I find it somewhat strange that video games are OK (it's on a screen but interactive) and I guess live theater is OK (it's passive but not on a screen), but the combination of passively watching something on a screen is not OK.
Video games allow the user to interact with the media and cause reactions to input. It allows us to explore causality at a very personal level, even though the systems and entities invovled are entirely virtual.
Live theater allows the user to control what to focus on during each scene. If there is a conversation, we can choose who the "camera" is pointing at. We are also looking at real human beings interacting with each other. The experience is mildly interactive.
Passive screen-based media gives us neither set of choices.
How is looking at an image of live human beings "worse" than looking at live human beings (which is ultimately an image too)?
If the child is given a remote control, does that count as interactivity since he can choose what to look at while exploring causality?
By the way, I'm not arguing that TV is good for kids. I'm just trying to analyze the argument in favor of preventing infants from watching passive screen media.
You can't compare seeing human beings interacting in a "true 3D", real-life setting to the same thing happening on a screen. You don't get depth perception, and there are artifacts of recording in video and audio (even in modern HD shows) that make a real-life scene distinctly different. I don't know scientifically how that's important, I just know there's a difference. You know there's a difference if you ever see someone on TV and then see them in real life for the first time.
A remote doesn't explore causality inside the media, it's only exploring "when I press a certain button it will switch to a different show which is not of my choosing and which I can't predict". They might correllate pressing the same numbers with the same show at the same time of the day. The "camera angle" interactivity in live theater doesn't get into causality at all, just different ways you can look at or listen to a scene, but in videogames causality is rarely so random.

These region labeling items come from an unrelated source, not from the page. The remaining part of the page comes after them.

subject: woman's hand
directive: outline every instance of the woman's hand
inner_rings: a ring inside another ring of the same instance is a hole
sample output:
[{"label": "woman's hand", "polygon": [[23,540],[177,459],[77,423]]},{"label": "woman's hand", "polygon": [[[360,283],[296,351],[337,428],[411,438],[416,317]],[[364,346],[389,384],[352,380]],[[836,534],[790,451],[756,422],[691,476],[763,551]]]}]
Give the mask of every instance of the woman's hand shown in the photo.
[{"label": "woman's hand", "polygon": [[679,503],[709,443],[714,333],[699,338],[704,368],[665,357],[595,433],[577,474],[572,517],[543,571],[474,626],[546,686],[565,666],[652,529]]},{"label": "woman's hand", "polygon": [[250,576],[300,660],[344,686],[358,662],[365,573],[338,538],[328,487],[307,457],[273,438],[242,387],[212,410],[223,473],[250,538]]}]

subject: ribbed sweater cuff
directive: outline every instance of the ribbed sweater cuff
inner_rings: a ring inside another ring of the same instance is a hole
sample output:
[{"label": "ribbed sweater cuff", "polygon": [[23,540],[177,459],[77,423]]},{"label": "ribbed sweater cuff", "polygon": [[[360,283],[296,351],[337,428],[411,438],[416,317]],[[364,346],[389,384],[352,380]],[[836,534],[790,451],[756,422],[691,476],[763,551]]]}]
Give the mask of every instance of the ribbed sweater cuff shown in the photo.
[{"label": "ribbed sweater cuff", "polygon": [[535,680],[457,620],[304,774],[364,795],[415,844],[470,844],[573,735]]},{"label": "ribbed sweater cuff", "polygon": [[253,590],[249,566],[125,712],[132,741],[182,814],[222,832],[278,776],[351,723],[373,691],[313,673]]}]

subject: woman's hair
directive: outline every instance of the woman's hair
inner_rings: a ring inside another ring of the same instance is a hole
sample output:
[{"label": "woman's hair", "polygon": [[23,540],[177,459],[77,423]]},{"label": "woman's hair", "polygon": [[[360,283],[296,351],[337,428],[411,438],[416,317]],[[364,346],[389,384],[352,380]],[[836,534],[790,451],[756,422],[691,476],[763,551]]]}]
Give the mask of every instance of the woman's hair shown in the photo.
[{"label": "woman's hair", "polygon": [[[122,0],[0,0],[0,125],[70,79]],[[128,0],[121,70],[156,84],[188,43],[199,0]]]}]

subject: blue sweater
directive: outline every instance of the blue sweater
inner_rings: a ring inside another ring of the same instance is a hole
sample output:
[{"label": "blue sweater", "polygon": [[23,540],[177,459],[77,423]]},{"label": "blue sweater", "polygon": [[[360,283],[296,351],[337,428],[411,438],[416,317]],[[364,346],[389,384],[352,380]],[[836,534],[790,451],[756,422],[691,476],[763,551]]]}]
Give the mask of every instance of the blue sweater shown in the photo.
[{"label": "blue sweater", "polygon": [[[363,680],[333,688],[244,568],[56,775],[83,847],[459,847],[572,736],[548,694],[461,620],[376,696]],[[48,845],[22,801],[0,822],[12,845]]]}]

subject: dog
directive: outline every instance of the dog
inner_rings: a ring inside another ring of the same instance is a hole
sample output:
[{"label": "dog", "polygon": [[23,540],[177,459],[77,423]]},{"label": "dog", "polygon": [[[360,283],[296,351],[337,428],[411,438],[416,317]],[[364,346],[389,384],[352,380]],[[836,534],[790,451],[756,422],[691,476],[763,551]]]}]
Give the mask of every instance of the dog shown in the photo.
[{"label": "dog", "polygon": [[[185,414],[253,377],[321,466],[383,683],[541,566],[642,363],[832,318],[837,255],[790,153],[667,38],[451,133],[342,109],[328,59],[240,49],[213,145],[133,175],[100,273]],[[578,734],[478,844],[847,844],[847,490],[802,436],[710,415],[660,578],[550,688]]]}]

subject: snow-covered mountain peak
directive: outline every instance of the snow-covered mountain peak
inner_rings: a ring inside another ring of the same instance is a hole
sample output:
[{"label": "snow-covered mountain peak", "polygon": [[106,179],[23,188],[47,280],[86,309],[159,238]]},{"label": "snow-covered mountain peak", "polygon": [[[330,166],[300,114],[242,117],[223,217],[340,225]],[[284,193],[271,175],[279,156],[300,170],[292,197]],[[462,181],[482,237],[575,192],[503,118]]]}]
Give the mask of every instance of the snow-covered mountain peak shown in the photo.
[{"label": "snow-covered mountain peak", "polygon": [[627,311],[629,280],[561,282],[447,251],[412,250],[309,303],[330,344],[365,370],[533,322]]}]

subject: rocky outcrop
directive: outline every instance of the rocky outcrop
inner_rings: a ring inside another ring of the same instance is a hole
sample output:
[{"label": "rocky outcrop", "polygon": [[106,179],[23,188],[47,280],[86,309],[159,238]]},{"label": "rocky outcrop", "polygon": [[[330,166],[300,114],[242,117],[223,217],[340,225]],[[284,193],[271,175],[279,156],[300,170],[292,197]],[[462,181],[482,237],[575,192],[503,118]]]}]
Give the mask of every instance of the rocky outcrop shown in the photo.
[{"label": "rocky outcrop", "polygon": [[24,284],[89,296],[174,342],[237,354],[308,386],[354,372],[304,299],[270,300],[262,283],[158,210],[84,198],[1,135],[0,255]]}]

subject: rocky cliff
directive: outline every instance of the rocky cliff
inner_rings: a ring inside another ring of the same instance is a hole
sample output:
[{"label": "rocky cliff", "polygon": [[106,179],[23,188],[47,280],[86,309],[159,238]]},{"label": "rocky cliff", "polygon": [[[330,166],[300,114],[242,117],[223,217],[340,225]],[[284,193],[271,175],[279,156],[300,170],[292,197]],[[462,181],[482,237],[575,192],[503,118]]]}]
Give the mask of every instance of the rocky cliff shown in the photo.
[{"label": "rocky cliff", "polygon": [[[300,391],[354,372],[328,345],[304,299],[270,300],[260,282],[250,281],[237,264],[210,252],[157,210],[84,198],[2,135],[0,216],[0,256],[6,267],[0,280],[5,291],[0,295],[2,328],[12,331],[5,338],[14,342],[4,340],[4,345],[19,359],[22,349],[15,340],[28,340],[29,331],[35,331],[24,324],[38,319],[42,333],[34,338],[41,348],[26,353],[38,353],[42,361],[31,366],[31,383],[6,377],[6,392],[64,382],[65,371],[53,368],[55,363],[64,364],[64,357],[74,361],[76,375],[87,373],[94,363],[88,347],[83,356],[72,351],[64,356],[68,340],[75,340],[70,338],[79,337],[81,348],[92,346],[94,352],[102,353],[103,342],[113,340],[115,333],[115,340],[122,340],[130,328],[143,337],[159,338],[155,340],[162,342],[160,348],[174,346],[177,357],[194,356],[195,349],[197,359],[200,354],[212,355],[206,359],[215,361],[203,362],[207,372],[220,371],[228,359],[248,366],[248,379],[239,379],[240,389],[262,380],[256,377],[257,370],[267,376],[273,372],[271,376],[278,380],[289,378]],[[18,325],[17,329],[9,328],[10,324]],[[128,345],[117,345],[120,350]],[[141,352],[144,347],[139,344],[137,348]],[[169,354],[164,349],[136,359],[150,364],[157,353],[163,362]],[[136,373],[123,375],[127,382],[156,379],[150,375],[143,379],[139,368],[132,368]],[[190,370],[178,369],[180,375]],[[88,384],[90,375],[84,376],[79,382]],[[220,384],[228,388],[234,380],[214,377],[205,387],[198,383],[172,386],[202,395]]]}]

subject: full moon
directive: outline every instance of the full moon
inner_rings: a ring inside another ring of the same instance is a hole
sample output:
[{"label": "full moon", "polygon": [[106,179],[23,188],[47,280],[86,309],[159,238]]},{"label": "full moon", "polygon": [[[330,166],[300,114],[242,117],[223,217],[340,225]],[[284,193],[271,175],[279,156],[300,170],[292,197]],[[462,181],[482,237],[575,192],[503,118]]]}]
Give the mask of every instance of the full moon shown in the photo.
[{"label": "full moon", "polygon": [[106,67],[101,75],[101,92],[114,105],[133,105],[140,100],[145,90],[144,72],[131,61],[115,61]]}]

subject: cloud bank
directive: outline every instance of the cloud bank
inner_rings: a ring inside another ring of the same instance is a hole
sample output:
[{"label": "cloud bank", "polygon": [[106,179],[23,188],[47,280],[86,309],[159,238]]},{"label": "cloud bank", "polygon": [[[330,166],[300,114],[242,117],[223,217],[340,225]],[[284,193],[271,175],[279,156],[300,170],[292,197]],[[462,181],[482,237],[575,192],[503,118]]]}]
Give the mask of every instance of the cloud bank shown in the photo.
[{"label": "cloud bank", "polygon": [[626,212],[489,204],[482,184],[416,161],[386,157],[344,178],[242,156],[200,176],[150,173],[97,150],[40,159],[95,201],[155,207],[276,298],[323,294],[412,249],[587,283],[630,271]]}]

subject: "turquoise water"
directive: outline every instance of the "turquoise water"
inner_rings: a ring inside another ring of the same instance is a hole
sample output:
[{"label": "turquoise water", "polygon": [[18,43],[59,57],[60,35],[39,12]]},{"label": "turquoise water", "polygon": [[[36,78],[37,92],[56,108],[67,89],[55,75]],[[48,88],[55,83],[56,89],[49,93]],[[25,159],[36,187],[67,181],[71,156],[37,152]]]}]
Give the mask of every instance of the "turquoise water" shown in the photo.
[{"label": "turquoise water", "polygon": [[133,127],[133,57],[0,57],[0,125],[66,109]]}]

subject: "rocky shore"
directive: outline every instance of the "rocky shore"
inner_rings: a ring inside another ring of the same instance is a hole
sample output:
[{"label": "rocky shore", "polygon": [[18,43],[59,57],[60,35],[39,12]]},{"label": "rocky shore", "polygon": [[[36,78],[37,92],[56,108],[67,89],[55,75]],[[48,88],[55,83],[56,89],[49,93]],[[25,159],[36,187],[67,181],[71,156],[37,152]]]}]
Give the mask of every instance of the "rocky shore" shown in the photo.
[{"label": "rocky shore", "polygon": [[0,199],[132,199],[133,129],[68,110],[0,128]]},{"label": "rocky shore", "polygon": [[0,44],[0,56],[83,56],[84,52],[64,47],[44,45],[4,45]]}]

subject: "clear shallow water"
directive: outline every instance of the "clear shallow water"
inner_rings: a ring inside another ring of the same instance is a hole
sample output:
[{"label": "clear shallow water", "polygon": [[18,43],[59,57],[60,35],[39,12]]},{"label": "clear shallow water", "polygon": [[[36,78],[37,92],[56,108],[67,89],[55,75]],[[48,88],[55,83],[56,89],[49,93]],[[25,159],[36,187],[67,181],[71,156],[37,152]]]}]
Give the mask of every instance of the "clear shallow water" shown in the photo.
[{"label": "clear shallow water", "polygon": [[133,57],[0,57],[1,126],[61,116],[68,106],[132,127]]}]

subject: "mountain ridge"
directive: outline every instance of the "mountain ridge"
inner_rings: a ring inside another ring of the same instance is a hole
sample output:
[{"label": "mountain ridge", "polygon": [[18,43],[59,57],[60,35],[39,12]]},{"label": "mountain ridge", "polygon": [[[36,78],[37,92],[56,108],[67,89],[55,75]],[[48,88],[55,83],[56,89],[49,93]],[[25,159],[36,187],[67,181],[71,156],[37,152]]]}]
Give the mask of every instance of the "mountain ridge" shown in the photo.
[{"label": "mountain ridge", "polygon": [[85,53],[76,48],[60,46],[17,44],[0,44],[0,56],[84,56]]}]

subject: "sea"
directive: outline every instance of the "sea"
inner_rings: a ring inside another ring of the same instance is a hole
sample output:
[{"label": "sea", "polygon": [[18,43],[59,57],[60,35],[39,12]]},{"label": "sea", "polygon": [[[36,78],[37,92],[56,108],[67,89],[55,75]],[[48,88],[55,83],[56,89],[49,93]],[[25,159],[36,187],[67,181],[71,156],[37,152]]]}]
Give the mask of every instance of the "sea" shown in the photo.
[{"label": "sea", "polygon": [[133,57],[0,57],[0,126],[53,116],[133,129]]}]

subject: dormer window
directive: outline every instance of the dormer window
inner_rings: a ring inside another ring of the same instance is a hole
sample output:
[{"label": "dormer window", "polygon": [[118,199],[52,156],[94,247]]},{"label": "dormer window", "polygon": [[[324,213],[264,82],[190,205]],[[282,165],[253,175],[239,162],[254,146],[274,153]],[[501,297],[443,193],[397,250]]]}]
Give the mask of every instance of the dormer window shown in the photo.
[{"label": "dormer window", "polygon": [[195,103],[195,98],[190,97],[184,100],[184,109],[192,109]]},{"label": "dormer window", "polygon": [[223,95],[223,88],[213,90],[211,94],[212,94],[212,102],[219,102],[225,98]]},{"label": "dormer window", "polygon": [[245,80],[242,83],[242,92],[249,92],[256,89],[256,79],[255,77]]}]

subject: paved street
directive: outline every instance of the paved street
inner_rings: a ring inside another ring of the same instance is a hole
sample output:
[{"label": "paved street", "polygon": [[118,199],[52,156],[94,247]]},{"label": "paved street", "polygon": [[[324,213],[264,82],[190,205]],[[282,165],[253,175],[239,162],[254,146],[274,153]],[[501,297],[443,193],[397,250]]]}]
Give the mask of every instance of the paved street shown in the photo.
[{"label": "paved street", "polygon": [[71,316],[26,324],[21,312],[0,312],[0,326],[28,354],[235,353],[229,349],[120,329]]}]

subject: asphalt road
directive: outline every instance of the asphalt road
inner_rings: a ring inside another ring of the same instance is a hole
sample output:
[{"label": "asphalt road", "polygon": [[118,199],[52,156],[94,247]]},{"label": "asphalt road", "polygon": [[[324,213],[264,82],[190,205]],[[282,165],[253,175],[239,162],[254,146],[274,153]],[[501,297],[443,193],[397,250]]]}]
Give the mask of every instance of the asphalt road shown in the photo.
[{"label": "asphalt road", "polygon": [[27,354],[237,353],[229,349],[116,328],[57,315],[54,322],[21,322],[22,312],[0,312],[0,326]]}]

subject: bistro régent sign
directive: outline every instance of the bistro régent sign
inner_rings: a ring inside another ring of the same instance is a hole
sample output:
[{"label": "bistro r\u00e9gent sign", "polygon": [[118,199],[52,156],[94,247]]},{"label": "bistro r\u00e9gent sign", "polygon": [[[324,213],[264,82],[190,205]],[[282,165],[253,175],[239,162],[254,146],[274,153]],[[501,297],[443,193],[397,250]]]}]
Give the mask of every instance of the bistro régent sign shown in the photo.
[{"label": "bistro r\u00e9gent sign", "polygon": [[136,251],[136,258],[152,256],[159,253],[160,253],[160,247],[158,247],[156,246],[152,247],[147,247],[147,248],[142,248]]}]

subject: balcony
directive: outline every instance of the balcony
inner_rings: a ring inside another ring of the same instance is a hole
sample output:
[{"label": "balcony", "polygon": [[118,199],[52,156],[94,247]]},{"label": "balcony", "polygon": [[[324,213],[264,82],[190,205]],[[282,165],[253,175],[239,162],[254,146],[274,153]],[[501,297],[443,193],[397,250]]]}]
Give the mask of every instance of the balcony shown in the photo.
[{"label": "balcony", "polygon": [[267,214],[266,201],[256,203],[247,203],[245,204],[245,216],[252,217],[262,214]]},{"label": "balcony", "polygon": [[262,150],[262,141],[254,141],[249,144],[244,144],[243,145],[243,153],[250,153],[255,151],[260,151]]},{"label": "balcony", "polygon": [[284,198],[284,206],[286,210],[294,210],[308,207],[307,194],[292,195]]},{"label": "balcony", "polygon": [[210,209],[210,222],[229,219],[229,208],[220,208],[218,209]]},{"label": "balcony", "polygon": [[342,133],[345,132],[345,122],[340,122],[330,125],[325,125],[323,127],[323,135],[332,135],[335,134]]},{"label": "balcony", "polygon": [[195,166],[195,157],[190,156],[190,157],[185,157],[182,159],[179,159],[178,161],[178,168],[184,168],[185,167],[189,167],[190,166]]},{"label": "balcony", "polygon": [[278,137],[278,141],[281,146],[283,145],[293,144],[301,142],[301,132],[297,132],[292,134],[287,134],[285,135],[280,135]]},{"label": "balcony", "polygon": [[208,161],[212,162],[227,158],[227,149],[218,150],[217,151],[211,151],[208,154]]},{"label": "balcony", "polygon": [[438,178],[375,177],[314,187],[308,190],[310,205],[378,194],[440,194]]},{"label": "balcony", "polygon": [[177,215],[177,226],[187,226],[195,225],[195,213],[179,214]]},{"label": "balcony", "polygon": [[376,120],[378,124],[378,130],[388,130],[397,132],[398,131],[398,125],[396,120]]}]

Think of it at a very basic, I-don't-know-what-TV-or-videogames-are level: I press the channel up button on the remote, the image suddenly changes to something entirely different. If I do this a few hours later, the former image and the latter image are entirely different from before. Let's even assume I'm watching Netflix and I've figured out how to navigate menus: the menu is interactive, but the media I'm watching doesn't give me any control over what's happening inside the media. In a videogame, if I press a button a character will move, a gun will shoot, a menu will open. If I do the same thing a few hours from now, the same thing will happen. A different thing might happen in a predictable context: if my dude is in front of a wall he might climb the wall rather than jump when I press A, it's generally bad design to allow otherwise. The link between cause and effect is much more clear, and my role as an agent of cause is much more clear as well.